Hein and his students handle many chemicals, but one of the most common is acetone, a solvent used to clean all the glassware used in their synthetic-organic lab.
Usually, the used acetone is stored in containers elsewhere on campus until the company that picks up campus waste comes to get it. UC Merced pays to have the chemical waste hauled off. But by putting it through a biotech solvent recycler, they can make one 20-liter jug of acetone last through four to five uses. In the end, the lab winds up with far less waste.
“I knew I was going to be one of the biggest polluters,” Hein said, “so I wanted to make sure I could do something about it.”
In the six months since they began recycling acetone, Hein and his six researchers have saved 65 gallons of acetone, diverted 500 pounds of waste and saved the campus $3,000 in hazardous waste fees. At that rate, the recycling machine will have paid for itself in a little more than two years.
But what if all of UC Merced’s labs that use acetone were to do the same thing?

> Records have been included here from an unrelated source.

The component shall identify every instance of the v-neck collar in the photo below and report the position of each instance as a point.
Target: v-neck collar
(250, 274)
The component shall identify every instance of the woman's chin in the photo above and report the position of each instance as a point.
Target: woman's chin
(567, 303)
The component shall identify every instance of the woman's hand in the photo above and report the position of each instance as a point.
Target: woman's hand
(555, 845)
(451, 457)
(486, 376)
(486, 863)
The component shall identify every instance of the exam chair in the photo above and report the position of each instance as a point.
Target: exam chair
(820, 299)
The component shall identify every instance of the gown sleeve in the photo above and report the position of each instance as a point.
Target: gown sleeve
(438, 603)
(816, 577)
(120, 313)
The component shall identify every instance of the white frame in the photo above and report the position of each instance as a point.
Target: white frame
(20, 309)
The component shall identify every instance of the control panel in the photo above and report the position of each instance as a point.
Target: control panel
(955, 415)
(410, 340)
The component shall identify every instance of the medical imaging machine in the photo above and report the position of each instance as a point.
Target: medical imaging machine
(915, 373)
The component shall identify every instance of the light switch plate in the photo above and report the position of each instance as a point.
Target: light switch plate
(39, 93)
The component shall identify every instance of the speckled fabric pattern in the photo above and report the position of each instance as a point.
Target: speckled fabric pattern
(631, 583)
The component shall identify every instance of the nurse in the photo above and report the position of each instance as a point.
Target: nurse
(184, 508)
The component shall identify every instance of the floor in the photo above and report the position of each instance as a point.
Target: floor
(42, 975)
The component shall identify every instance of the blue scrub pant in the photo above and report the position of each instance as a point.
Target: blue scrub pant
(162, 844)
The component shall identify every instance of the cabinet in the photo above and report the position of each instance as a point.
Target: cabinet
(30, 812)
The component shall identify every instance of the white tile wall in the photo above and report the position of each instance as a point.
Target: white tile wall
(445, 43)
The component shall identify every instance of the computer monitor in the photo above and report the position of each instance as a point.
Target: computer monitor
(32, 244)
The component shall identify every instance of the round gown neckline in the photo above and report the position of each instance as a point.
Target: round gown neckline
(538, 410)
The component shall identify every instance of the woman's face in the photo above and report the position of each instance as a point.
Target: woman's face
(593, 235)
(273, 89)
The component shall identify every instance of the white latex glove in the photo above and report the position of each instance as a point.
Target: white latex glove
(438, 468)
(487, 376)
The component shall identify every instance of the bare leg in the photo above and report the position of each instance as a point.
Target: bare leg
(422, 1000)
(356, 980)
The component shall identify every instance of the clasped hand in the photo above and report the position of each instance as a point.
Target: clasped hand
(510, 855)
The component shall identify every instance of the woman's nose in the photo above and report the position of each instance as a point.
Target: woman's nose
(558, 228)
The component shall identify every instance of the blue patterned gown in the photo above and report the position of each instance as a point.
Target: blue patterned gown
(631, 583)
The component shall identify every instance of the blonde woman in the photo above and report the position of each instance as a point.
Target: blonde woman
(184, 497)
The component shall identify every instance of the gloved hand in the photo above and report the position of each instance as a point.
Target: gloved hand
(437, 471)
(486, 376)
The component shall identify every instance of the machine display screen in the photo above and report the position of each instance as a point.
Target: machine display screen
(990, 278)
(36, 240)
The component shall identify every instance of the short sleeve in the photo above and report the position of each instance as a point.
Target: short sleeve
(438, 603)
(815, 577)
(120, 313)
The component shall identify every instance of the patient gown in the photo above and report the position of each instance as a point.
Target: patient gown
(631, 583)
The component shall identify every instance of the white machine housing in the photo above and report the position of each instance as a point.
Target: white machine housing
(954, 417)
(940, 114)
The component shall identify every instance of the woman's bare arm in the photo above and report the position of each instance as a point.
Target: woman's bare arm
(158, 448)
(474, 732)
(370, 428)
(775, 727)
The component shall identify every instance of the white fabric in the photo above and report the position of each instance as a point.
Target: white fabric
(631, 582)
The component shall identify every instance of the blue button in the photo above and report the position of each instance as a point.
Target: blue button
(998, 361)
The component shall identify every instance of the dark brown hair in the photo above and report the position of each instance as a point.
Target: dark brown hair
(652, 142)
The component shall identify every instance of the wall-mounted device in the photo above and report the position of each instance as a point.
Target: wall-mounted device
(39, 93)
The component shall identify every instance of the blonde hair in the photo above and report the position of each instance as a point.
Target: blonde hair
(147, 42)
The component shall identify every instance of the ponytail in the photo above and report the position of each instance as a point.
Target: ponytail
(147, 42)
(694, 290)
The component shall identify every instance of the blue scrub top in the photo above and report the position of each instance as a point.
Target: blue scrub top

“We hope to make this common practice rather than the exception at UC Merced,” Vice Chancellor for Research Sam Traina said. “Not only does this allow us to contain our research cost and advance our sustainability agenda, it is also an excellent example to our graduate student researchers on the practical use of ‘best practices’ in the research lab. This will serve them well when they leave UC Merced and set up research labs or chemical businesses of their own.”

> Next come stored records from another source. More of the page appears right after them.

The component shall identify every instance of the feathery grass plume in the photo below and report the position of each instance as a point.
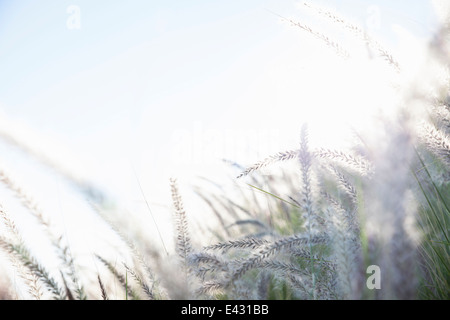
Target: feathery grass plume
(270, 250)
(63, 251)
(280, 156)
(22, 139)
(123, 280)
(30, 279)
(437, 142)
(183, 243)
(350, 161)
(25, 257)
(251, 243)
(340, 51)
(102, 288)
(144, 286)
(357, 31)
(346, 251)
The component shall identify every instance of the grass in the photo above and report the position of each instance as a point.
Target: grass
(310, 230)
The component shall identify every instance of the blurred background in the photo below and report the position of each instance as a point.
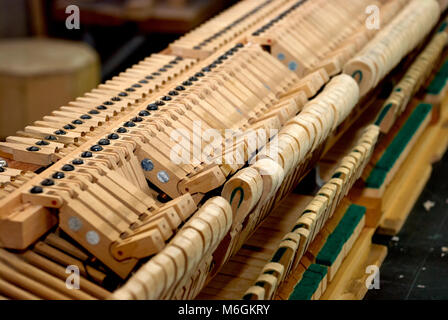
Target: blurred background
(44, 64)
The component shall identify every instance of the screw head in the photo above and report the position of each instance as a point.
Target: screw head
(58, 175)
(47, 183)
(68, 167)
(42, 143)
(147, 164)
(87, 154)
(78, 161)
(96, 148)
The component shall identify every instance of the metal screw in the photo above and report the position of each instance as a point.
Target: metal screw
(163, 176)
(3, 163)
(92, 238)
(147, 165)
(74, 223)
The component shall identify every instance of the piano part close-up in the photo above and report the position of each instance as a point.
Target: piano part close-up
(187, 175)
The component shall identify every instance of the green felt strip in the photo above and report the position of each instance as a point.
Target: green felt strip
(437, 84)
(343, 231)
(311, 279)
(397, 146)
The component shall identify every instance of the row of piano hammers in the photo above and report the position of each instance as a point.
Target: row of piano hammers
(109, 143)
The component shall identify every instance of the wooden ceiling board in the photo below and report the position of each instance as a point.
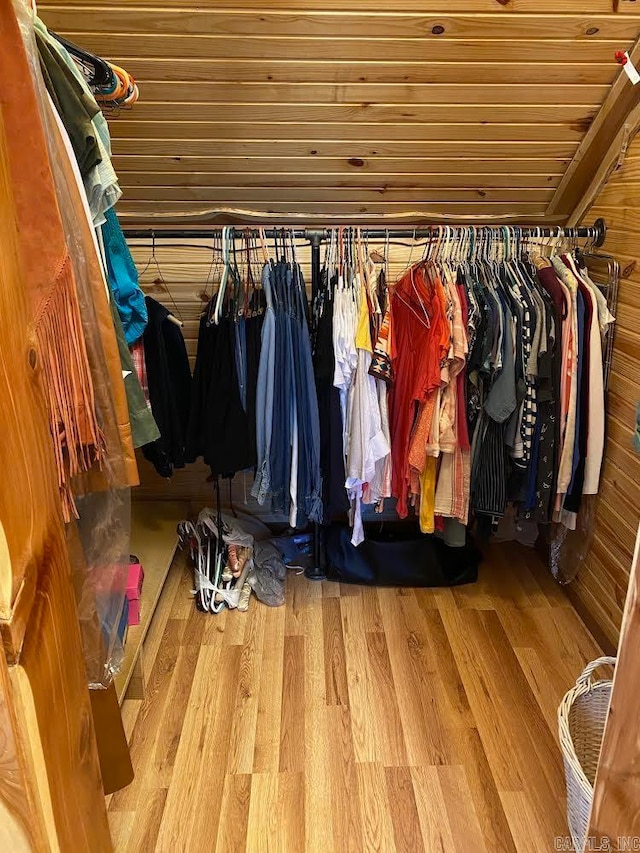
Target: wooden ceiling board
(470, 110)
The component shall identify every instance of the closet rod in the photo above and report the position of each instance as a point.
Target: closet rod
(597, 232)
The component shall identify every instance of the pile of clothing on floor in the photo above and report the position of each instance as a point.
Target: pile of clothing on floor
(234, 557)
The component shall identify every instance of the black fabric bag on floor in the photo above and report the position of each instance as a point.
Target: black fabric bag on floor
(398, 556)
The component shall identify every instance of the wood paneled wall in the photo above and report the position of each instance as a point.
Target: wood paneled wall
(601, 587)
(333, 109)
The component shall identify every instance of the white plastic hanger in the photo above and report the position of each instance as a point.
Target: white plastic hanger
(226, 236)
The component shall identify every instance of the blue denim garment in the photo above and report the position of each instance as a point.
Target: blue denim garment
(265, 393)
(283, 394)
(581, 344)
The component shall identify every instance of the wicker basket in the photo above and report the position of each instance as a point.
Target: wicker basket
(581, 720)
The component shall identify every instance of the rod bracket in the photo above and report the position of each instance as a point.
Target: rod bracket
(601, 227)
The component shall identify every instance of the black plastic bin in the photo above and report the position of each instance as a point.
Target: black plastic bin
(398, 555)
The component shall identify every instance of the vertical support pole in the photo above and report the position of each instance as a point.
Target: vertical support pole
(316, 571)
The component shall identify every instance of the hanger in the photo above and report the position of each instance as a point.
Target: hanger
(226, 231)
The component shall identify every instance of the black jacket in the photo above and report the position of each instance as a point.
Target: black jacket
(169, 379)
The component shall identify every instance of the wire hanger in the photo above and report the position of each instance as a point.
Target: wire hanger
(161, 283)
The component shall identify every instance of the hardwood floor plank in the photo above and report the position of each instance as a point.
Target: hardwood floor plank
(129, 710)
(359, 679)
(377, 823)
(463, 820)
(391, 745)
(485, 796)
(415, 676)
(530, 835)
(432, 813)
(263, 832)
(120, 826)
(170, 730)
(404, 812)
(232, 829)
(245, 712)
(334, 653)
(345, 807)
(291, 817)
(373, 720)
(297, 594)
(317, 775)
(521, 749)
(147, 824)
(292, 740)
(150, 719)
(202, 753)
(266, 753)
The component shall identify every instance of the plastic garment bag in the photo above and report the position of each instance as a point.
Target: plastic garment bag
(99, 538)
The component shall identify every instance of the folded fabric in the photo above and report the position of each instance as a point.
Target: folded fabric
(123, 279)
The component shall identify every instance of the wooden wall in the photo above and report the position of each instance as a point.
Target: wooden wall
(601, 587)
(332, 109)
(177, 277)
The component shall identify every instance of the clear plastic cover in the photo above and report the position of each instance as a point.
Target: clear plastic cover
(99, 540)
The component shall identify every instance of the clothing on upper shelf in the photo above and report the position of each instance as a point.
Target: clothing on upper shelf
(169, 379)
(100, 180)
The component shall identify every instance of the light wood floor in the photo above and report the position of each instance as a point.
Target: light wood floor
(356, 719)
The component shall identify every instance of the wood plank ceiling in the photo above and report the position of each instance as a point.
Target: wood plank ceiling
(341, 110)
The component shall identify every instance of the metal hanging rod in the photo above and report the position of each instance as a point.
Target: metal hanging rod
(596, 232)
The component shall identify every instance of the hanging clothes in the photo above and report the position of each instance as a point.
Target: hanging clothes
(489, 370)
(287, 419)
(123, 279)
(169, 379)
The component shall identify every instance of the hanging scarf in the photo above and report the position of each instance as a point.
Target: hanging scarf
(49, 280)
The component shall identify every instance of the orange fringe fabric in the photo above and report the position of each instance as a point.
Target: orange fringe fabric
(77, 439)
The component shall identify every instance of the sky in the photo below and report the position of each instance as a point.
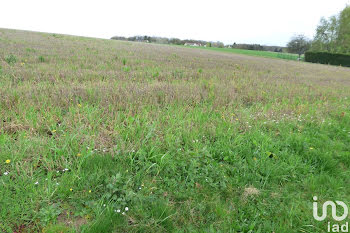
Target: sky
(268, 22)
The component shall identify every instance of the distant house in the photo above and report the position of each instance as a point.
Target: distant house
(192, 44)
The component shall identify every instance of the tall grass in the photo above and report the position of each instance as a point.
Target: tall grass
(110, 136)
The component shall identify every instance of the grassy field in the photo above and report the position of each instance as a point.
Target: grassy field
(110, 136)
(287, 56)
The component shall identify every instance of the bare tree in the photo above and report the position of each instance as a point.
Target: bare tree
(298, 44)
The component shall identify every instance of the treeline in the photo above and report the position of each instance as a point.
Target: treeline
(164, 40)
(190, 42)
(333, 34)
(331, 44)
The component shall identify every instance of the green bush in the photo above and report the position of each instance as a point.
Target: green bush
(328, 58)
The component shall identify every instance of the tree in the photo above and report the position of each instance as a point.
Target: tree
(298, 44)
(333, 34)
(326, 35)
(343, 39)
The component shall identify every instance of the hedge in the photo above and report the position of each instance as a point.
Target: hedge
(328, 58)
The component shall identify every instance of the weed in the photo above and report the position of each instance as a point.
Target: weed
(11, 59)
(41, 59)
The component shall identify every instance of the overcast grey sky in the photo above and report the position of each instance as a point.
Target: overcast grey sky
(270, 22)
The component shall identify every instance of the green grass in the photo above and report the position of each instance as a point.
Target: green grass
(287, 56)
(110, 136)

Hein said that’s exactly what he’s aiming for.
“It could become a campuswide initiative, because as research ramps up, chemical use and disposal could get very expensive,” he said.

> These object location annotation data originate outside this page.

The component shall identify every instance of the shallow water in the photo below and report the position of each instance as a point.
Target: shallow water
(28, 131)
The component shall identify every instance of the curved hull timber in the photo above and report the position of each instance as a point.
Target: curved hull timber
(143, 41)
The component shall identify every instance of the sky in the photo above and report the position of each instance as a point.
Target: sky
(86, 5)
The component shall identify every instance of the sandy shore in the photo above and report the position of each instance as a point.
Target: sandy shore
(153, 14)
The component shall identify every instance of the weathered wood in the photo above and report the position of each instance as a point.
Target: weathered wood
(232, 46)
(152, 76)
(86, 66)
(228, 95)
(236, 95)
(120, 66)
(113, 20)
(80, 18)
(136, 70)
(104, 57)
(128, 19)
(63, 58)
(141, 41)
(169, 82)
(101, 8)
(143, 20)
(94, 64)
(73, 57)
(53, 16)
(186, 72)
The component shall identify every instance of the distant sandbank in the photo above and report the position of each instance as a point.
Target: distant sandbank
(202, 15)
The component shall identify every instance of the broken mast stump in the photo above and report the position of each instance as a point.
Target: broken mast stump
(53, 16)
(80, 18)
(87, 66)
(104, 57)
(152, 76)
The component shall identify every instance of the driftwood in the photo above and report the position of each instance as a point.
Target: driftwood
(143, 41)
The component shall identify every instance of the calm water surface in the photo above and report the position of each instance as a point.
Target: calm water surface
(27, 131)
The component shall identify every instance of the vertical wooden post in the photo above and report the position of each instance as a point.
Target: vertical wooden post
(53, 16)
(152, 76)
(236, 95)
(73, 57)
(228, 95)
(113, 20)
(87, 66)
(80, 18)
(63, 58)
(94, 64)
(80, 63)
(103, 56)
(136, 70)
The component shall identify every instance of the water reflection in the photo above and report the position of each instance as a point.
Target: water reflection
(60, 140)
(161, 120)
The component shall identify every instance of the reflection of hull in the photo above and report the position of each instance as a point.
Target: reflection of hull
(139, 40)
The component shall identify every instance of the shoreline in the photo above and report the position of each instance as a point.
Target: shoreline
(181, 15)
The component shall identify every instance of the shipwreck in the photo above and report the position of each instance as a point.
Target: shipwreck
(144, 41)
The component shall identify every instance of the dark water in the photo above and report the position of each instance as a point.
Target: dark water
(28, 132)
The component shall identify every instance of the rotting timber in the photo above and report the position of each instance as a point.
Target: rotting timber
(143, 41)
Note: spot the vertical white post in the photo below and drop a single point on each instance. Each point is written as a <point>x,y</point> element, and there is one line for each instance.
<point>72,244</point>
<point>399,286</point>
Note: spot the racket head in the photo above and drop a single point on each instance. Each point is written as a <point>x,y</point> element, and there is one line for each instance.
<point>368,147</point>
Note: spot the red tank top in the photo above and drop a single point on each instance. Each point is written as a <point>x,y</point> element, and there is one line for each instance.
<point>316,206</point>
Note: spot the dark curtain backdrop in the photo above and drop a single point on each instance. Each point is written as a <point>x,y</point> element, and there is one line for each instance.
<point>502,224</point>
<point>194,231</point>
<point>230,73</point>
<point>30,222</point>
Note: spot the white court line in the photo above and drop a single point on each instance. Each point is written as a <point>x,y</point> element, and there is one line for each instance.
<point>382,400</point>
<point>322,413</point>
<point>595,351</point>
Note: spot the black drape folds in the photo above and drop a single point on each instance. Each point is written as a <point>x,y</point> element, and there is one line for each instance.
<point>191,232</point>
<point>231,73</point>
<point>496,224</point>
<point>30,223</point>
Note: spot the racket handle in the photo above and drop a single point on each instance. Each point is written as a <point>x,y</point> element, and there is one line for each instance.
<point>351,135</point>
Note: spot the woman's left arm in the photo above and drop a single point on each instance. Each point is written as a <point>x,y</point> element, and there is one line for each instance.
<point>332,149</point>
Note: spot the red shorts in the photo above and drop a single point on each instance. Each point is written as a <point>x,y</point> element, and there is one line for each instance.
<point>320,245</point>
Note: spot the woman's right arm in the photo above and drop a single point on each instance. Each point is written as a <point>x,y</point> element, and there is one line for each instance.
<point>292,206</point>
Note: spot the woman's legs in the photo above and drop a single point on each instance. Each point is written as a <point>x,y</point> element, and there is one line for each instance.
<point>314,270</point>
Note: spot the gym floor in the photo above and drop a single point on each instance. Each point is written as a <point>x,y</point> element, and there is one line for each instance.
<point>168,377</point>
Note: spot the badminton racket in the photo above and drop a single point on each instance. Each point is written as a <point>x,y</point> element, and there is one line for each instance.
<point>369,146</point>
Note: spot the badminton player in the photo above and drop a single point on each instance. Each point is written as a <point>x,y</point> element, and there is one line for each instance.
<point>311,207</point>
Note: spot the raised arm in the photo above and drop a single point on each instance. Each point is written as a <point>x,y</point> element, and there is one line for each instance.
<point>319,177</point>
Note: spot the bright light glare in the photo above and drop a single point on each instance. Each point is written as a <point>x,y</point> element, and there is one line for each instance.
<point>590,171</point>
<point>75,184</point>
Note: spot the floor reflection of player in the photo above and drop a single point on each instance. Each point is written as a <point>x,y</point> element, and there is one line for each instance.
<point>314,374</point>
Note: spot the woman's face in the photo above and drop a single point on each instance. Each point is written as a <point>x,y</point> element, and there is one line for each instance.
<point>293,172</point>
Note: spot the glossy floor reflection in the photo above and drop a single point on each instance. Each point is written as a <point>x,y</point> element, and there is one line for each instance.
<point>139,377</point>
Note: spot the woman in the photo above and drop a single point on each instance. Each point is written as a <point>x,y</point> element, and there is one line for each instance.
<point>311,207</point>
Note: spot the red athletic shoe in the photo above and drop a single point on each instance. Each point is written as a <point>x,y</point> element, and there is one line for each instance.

UC Merced is the perfect place to try this out, he said, because the campus has a commitment to sustainability and policies and practices are still flexible here. It’s a good chance to start a long-term sustainable practice that will also save the campus lots of money.
“The program will save the researchers money by reducing the quantity of solvent purchased and it will save the campus’s Environmental Health and Safety department money through reduced chemical disposal,” said Karen Smith, EH&S specialist.
The campus is considered a small-quantity waste generator, and as such is required to ship hazardous waste off campus twice a year. Each shipment costs about $11,000 because the campus has to pay $7 to $10 per pound of waste it ships out.
If UC Merced becomes a large-quantity generator, Smith said, it will be required to ship waste four times a year. The recycling program will help the campus maintain its current status and keep the environment that much cleaner.
Each time acetone is run through the recycler, which Hein said is like a still or a coffee maker, it comes out clean enough for further use, but its volume is reduced by about 20 percent.
“In the end, it is just like aluminum recycling,” he said. “Losses due to processing mean it is not an infinite game, but we get a lot more use out of the same material without just throwing it into the landfill.”
A lab at the Castle facility is also using the recycler, and Hein said eventually, the campus should get more recycling equipment and let EH&S take over managing the recycling program so it can be efficiently expanded.
The program has already attracted the interest of the Berkeley Center for Green Chemistry.
“We’d have to develop protocols and train people,” Hein said, “but I’m hoping we can put together a package of information so other campuses can implement this, too.”